Home » African Leaders Push for GDP Recalculation to Reflect Natural Wealth

African Leaders Push for GDP Recalculation to Reflect Natural Wealth

Proposal aims to improve debt metrics, but critics remain skeptical

by Adenike Adeodun

KEY POINTS


  • Africa wants GDP calculations to include natural capital.
  • Investors remain skeptical about how this impacts borrowing costs.
  • Discussions will take center stage at the G20 and AU summits.

African nations are making a renewed push to recalculate Gross Domestic Product (GDP) to include natural wealth, arguing that this would improve debt metrics and lower borrowing costs.

The African Development Bank (AfDB) leads the initiative as it presents the effort to major international gatherings including G7, G20 and African Union summits.

AfDB President Akinwumi Adesina urges global institutions to modify their evaluation methods for Africa’s economies, as they possess large quantities of natural assets such as forests, minerals, and environmental systems vital for worldwide climate stability.

According to the United Nations, Africa accounts for one-fifth of the world’s bird species, one-quarter of all mammal species, and one-sixth of the remaining forests—resources that should be factored into GDP.

The AfDB estimates that in 2018, Africa’s GDP stood at $2.5 trillion, but its natural capital was worth $6.2 trillion. The bank recommends modifying GDP measurements by adding these assets because it would enhance debt-to-GDP ratios, which plays a dual role in investor trust and borrowing expenses.

Skepticism remains over GDP recalculation impact

African leaders are optimistic yet financial institutions together with credit rating agencies show doubt about potential growth.

The transition to monetize natural wealth faces hurdles because African nations have not fully taken advantage of carbon credit markets along with other financial instruments linked to conservation.

Kariuki Ngari, CEO of Standard Chartered Kenya, cautioned that a higher GDP does not necessarily mean stronger repayment capacity. “You can increase your GDP on paper, but if the ability to pay back debt does not improve, lenders will still see risks,” he explained.

According to Reuters, critics also pointed out that while Africa faces higher interest rates than developed countries, the root issue is not just GDP measurement but structural economic challenges, governance issues, and investor risk perception.

The interest rates for Kenyan and Nigerian bond issuances reached approximately 10 percent while U.S. rates and other developed economies maintained sub-5 percent levels during the previous year.

Upcoming summits to address Africa’s debt and financing

This proposal will play a major role during South Africa’s G20 presidency as well as the upcoming African Union summit in Ethiopia.

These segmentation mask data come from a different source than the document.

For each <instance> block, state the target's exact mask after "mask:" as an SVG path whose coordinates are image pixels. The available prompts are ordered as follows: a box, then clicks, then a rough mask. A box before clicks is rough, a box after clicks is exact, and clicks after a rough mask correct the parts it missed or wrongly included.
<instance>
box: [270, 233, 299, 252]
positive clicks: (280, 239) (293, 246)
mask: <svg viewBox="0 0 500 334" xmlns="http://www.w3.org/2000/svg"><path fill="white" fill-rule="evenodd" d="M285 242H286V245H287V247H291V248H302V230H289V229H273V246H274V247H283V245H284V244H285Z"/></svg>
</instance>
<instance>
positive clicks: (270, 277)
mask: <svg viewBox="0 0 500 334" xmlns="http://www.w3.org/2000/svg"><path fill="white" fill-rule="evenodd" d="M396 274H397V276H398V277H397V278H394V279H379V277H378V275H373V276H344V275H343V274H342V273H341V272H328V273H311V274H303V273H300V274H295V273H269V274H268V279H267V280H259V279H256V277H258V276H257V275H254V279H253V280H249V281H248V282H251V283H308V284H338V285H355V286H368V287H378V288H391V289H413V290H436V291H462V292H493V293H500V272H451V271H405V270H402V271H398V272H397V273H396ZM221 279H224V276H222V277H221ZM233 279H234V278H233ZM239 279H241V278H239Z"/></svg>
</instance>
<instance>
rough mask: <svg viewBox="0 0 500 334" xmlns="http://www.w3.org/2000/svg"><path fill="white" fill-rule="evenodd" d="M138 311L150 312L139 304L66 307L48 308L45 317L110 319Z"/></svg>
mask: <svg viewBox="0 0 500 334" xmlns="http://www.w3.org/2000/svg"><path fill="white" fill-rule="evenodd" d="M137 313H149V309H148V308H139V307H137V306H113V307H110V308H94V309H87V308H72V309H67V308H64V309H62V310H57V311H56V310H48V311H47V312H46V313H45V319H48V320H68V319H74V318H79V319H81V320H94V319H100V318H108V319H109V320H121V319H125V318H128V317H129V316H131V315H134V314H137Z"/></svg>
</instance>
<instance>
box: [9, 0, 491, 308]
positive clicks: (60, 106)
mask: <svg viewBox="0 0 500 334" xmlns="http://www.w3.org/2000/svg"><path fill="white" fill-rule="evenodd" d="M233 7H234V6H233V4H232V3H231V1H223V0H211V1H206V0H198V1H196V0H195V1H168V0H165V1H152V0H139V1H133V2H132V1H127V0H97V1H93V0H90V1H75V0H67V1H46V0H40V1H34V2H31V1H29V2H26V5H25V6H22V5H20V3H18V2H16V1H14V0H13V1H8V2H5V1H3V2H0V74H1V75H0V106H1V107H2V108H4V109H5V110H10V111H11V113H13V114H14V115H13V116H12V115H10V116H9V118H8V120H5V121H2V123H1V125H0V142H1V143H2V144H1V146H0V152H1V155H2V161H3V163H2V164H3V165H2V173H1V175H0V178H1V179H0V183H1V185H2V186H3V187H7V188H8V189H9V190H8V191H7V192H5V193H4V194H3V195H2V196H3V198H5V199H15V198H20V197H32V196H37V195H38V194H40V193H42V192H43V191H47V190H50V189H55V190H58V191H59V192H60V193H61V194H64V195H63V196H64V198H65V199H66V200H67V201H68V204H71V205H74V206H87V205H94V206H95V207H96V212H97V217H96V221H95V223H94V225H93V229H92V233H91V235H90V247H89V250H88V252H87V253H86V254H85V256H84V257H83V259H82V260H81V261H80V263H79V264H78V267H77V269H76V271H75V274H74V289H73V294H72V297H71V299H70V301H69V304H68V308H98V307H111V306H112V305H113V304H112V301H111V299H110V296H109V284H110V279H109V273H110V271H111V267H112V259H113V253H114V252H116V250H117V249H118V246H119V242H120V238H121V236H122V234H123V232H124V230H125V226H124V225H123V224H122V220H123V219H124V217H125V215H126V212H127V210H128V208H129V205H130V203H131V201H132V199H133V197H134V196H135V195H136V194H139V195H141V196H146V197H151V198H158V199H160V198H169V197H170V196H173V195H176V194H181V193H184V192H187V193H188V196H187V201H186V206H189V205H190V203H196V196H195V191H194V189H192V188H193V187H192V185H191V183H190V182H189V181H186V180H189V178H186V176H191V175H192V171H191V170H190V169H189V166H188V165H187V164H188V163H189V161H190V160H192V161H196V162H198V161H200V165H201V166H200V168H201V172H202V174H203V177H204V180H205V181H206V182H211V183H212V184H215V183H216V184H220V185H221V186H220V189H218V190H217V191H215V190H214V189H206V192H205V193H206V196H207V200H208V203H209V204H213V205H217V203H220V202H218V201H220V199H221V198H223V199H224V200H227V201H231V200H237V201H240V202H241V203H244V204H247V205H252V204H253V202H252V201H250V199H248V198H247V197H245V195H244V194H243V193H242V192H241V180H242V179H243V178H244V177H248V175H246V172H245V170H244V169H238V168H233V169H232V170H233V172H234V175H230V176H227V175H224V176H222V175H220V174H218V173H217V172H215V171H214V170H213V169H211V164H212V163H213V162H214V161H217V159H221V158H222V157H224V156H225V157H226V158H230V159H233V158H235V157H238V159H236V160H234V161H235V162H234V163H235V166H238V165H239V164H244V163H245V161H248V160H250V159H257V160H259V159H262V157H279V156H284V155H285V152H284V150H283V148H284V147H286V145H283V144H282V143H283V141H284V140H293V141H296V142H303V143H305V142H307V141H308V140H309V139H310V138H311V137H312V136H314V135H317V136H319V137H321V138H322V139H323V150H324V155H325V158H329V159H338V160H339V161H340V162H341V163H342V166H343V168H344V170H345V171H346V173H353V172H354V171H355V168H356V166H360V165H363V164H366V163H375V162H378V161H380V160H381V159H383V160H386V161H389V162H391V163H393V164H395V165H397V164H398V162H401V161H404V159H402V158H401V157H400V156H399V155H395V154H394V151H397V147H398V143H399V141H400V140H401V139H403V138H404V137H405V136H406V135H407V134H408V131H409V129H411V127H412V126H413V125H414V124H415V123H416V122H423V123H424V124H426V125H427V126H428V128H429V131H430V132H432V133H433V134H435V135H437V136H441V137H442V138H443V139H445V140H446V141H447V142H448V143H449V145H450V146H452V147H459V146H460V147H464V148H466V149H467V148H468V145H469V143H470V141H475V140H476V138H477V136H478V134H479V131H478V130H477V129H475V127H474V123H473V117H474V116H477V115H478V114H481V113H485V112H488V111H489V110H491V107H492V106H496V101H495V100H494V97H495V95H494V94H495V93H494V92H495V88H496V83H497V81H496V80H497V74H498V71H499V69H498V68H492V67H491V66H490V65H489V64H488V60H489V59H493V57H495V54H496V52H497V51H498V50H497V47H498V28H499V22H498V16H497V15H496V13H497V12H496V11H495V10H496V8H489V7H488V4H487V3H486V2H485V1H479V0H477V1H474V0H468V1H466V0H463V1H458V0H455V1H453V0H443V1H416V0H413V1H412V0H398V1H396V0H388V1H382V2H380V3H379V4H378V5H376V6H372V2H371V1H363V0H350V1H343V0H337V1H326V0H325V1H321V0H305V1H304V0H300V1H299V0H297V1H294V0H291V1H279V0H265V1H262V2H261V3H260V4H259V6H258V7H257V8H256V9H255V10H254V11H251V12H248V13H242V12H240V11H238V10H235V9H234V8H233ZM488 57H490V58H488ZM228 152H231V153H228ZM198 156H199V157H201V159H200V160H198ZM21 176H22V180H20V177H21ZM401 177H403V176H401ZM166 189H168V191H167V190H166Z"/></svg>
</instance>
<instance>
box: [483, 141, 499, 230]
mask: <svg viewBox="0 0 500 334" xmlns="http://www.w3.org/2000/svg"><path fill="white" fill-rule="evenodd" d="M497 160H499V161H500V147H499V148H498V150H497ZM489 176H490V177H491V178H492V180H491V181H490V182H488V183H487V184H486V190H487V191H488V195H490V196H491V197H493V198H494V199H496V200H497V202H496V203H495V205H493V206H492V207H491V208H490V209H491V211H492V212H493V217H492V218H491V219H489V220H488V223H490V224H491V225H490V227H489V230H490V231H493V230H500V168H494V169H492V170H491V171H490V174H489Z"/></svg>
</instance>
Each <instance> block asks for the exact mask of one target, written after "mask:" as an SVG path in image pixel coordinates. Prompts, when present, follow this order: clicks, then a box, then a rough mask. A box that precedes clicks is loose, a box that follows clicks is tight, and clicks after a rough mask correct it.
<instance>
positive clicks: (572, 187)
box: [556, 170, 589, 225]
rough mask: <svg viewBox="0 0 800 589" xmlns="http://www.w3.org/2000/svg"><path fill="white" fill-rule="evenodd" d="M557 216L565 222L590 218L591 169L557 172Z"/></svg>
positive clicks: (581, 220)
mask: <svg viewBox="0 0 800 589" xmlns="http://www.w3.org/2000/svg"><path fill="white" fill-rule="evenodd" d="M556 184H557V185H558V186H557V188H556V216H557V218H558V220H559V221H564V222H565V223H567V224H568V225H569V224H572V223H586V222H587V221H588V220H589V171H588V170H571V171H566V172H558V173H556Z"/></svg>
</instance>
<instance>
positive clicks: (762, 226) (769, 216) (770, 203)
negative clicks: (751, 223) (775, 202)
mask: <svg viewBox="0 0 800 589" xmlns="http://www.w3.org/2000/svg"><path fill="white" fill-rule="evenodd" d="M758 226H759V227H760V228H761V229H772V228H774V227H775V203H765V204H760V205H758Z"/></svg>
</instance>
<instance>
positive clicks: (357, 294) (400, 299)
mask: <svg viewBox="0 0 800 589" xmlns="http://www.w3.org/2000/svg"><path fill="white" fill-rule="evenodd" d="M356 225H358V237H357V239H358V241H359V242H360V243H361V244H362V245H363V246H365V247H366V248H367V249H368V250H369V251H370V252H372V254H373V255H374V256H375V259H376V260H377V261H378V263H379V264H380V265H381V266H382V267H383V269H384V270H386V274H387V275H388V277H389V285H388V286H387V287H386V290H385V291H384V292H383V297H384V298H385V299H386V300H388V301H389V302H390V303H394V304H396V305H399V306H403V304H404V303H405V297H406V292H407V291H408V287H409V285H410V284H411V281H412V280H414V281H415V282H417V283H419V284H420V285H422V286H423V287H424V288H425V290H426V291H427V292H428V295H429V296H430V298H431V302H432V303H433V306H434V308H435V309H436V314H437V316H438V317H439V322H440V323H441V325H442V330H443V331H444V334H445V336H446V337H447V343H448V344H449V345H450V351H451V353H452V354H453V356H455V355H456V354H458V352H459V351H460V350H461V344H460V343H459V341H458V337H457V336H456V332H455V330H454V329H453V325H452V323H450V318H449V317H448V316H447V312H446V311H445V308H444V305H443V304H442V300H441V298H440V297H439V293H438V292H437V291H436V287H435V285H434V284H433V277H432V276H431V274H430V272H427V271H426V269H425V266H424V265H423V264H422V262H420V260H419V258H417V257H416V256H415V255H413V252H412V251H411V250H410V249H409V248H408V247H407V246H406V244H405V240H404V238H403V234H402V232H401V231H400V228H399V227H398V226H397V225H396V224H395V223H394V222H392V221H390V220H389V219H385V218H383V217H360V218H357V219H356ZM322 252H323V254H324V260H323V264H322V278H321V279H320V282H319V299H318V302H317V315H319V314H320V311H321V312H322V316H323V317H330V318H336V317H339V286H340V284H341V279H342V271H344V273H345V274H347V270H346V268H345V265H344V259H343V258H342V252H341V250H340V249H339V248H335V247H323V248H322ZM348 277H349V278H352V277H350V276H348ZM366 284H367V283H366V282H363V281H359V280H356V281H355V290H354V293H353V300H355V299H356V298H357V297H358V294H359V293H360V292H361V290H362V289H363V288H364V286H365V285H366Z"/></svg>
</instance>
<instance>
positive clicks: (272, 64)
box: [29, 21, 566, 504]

Leaders aims to establish common ground regarding GDP recalibration and work for finance institutions to modify their economic assessment methods for African nations.

Moreover, the discussion also ties into climate change and Africa’s potential to become a renewable energy powerhouse. The low rate of solar capacity installation in Africa remains below one percent globally because of excessive financing expenses, despite its remarkable solar potential.

Also, the recent debt restructuring in Zambia serves as a support for development fund mobilization initiatives.

China as Africa’s leading bilateral creditor stands behind the demand for new GDP valuation models because they understand the necessity of creating balanced economic assessment methods for the region.

The African leadership continues its dedication to secure worldwide recognition of natural resources while implementing financial changes to reduce borrowing expenses for expanding African economies.